Whenever I hear another industry analyst's warning about the need for IT to transform, an image pops up in my mind. In this image, a group of old-school doctors (the analysts) wearing white jackets and stethoscopes hanging around their necks stand over a faceless patient (the IT department) and direly pronounce their diagnosis that “IT must transform, or it will die.”

What strikes me about such warnings is that many industry analysts hold IT at arm’s length as they deliver their findings. They don’t typically talk about their own, or the C-suite’s need to change.

A New IT Mindset

For an IT transformation to work, IT’s old image must evolve in the minds of IT leaders, the IT staff, and the C-suite alike.

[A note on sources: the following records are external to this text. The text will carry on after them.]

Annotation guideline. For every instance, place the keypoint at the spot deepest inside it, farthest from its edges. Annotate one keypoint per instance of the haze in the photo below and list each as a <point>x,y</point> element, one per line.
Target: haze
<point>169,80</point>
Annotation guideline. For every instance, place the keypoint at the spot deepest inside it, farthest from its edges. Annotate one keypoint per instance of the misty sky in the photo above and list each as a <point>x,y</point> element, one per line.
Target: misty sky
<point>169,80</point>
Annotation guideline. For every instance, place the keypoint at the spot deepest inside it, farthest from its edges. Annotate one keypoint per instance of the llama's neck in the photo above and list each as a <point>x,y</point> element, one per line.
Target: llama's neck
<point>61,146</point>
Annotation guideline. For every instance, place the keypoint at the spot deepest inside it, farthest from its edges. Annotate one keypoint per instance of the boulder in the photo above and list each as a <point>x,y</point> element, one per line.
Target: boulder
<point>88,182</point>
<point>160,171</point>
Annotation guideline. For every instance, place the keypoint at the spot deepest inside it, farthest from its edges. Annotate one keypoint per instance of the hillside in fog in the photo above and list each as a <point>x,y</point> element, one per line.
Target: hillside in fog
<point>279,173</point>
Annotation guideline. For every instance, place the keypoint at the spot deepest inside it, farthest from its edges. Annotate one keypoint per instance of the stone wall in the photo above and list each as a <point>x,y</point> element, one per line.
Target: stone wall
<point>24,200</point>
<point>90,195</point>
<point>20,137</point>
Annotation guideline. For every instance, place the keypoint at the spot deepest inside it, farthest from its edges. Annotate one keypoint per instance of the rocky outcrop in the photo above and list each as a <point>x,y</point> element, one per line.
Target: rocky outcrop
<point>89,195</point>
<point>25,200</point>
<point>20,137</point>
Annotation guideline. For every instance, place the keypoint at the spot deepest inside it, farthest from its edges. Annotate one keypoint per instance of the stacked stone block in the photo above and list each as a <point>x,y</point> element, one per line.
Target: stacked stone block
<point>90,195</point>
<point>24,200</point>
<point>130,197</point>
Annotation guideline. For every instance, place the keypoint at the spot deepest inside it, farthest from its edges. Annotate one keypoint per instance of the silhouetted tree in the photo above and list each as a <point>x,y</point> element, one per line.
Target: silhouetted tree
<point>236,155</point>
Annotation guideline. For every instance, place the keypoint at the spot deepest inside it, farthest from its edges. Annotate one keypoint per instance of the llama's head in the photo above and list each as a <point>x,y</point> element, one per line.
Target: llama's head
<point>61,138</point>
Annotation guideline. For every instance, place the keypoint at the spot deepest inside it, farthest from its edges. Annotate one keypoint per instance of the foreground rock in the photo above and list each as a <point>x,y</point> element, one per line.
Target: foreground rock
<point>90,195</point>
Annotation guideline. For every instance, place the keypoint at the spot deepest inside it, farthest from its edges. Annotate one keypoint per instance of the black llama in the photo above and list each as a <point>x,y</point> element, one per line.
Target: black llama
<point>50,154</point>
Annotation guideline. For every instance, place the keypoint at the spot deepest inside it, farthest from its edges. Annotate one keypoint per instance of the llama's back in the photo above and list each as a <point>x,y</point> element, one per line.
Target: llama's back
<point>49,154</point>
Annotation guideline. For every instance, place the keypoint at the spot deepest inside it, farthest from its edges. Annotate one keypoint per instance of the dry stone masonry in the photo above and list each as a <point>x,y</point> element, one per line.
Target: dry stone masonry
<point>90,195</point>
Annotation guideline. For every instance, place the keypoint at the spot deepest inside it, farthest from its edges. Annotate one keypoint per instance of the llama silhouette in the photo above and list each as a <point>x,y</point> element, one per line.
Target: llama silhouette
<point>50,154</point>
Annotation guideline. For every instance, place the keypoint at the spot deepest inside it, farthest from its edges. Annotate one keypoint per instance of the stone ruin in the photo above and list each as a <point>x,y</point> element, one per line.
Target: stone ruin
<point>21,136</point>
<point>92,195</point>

Successful transformation demands that all three groups shift their mindset. This is what I call the "IT Transformation Trifecta."

As an industry, IT has come a long way. Though undeniably, there’s still much to do before we achieve business peer status.

From my own experience, taking a holistic approach is the most effective way to make lasting and impactful change. Focusing only on the IT organization leaves change stranded on an island within the company.

As CIO, it’s crucial that you map out a game-plan that encompasses yourself, your team, and the C-suite. All three groups have operating model assumptions that were formed by old-school actions and behaviors which keep IT progress fenced in.

Here are some ideas for your IT transformation game plan.

1. Yourself

Personal accountability and IT transparency are fundamental to any transformational program. CIOs start the journey by establishing their ground game here.

Personal Accountability. For IT to become a business peer, everything starts with you, the CIO. Adopt a philosophy of personal accountability where you answer to the outcomes of your choices and actions. When you encounter problems, resist the temptation to discuss the issue with everyone else at the watercooler and instead, take them straight to the people involved. Be the person known for gathering and then acting on facts rather than the office storyteller who only spins their wheels.

Transparency. Make it easy for your business peers outside of IT to engage in projects. Collaborate on investment decision criteria and make projects visible to anyone across the company. For example, post active project updates on your company intranet. (For more on this, see my blog Make Transparency a Core Competency).

2. Your IT Team

Help your team get out of their own way on the quest for business peer status. To set IT on the right path, teach your team to think and act like business leaders.

Language. Teach your team to stop sidelining IT with their language. Stop marginalizing yourselves by referring to internal departments as your “customers” or any group outside of IT as “the business”. Drop geek speak outside of the IT department and instead, start speaking the language of business as a deliberate step toward becoming business peers.

Connect the Dots. Ensure that every team member understands and can articulate the company’s business and strategy. Connect the dots on active projects to show how IT initiatives drive strategy, impact external customers, and define customer engagement.

Open. Make sure your team, especially your Business Relationship Managers, transparently shares the successes and failures of all projects company wide – just like all the other business units do.

3. The C-suite

Too many C-suite executives don’t know enough about IT. Get them to dive in and play a significant role in IT’s transformation by having the executive team hold IT accountable for top or bottom-line results. Once they get more involved, their example will reinforce the idea that IT is a business peer and should be treated just like the rest of the company.

 "Project successes and failures have to become everyone’s responsibility."

Engagement. Executives have to take an active role in understanding how IT shapes customer engagement, and how it adds value by enabling the company’s strategic goals. As a project sponsor, they need to know the status of projects and the major issues and risks. When they do, people around the company will follow suit, thus sending the message that IT projects are relevant.

Reciprocal Incentives. Most executives long for the day when teams collaborate. Encourage executives to champion incentive programs where cross-functional teams have each other’s goals in their plans (e.g. include sales department goals in IT incentive plans and conversely, IT project goals in the sales team’s incentive plans).

Set an Example. Executives that lead by example don’t tolerate useless judging. They understand that when people are judging, they aren’t leading and teams aren’t tackling problems head on. Executives must set a course where the “IT blame game” becomes a thing of the past. Project successes and failures have to become everyone’s responsibility.

IT transformation is inevitable, just like change is for all companies and roles. But don’t think that an IT shake-up is only about the IT department. The IT Transformation Trifecta requires CIOs to get committed personally first, and then draw in their IT organization and executive team. Change is hard and you’ll hit some bumps on the way, but fight the temptation to play the blame game.

transform IT

Once the transformation begins taking shape, executives and team members will take notice and it’s likely that the company’s financial results will improve too. As the trifecta evolves, everyone will recognize IT as the business peer it is.